How long have you had them?
Do they have any other signs of illness, such as crusty eyes/nose, sneezing, raspy breath, etc.?

I hope things improve... if they don't you should get them to the vet because it does sound like they may have some health problems that are making them act un-rat like.


----------



## TheMutt (Feb 4, 2007)

I'm guessing they're about 5 months old. I've had them for about 3 months.

I took them to the vet about... 2 weeks ago, roughly. Maybe a little longer than that. They were fine. 

I've checked their private areas and can see no signs of blood. Like I said, I think the brown on the hammock is just them dirty'ing it up. 

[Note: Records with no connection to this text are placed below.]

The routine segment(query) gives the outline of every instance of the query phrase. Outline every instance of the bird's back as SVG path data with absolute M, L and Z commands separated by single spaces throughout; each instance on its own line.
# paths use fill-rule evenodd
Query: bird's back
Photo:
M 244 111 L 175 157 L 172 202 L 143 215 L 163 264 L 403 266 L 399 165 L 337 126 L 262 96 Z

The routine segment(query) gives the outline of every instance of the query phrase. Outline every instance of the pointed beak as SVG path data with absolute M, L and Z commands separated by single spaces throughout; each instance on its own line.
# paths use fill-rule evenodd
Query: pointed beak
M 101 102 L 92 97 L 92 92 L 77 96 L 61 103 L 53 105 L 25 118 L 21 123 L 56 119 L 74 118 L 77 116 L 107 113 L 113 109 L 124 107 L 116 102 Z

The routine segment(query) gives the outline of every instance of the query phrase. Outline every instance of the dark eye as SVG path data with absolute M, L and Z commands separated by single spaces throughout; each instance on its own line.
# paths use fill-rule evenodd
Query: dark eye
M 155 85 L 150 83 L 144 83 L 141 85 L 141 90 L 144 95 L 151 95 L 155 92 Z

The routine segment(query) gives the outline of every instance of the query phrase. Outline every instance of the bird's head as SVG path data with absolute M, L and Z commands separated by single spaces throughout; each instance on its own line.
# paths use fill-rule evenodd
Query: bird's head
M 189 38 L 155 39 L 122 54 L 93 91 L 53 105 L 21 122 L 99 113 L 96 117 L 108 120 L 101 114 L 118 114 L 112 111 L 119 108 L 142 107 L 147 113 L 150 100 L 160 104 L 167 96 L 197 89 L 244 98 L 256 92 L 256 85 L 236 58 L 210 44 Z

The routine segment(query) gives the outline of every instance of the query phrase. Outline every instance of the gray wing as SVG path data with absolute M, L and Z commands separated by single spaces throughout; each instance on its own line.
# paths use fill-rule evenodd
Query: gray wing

They don't seem to really "play" with me... they're used to me, I open the cage, and if they're out and about, they come up to me. But they don't seem to play with me much. Never really have, any suggestions? Unfortunately, I don't have a lot of room where i can get them out of the cage. so they've been pretty confined to.... me...


----------



## Ratarooo (Apr 2, 2007)

If they're just not playful, then I don't know what you should do. Do they like to be petted yet? If they're not going to be very active, then perhaps you can make good lap pets out of them. All you need to do is handle them frequently and give them snacks when they're on your lap so that they associate you with good things like treats and lovings. 

It sounds like Freyja is still scared, like my peanut who hides in her house all day and night. I've only had her three weeks and it's very frustrating to me. I guess the best thing you can do is just handle them a lot so that they get more used to it.

How much time would you say you've been spending them each day?


----------



## Nazarath (Feb 20, 2007)

Something you could try is giving them treats while they are out with you. Apples, graps, stuff like that. I had a shyer rat once and after a few outings with me and some treats i can't keep her still. Also giving treats every now and then when you open their cage and they will come to you more willingly. This should help but i wont make any promises since i don't know your little one.


----------



## TheMutt (Feb 4, 2007)

They don't take food while on me. as soon as i put them back they're right up at the door practically crawling out of the cage to get their treat. no idea why this is... they sniff it but show no interest in eating it


----------



## Nazarath (Feb 20, 2007)

It might take them a little to take it, Taking from their cage is pretty good to. OH try to not give them food through the cage too much or else they can start to think your fingure is food lol. I know some people say don't feed them throught the cage at all, So if you would like to go that route it's good to . Maybe you can try (just thought of this now) Giving them treats only when they are out with you?? so they can't resist taking it. I don't know if that would work but you can try it?


----------



## Poppyseed (Feb 1, 2007)

Yeah, feeding through the bars is dangerous *has some wounds from that* I stoped that but if I feed through the door by hand I'm fine.


----------



## TheMutt (Feb 4, 2007)

I feed through the cage all the time. They know not to bite me. I even dip my finger in milk and stick it through there and they lick it off. Very cute. 

Anyway, I'll try the only giving them treats when they're with me thing. Though I think if they've got food at all, they won't do it. Aaaand... i suppose keeping food out of their cage and feeding them while they're on me would not be too good lol.


----------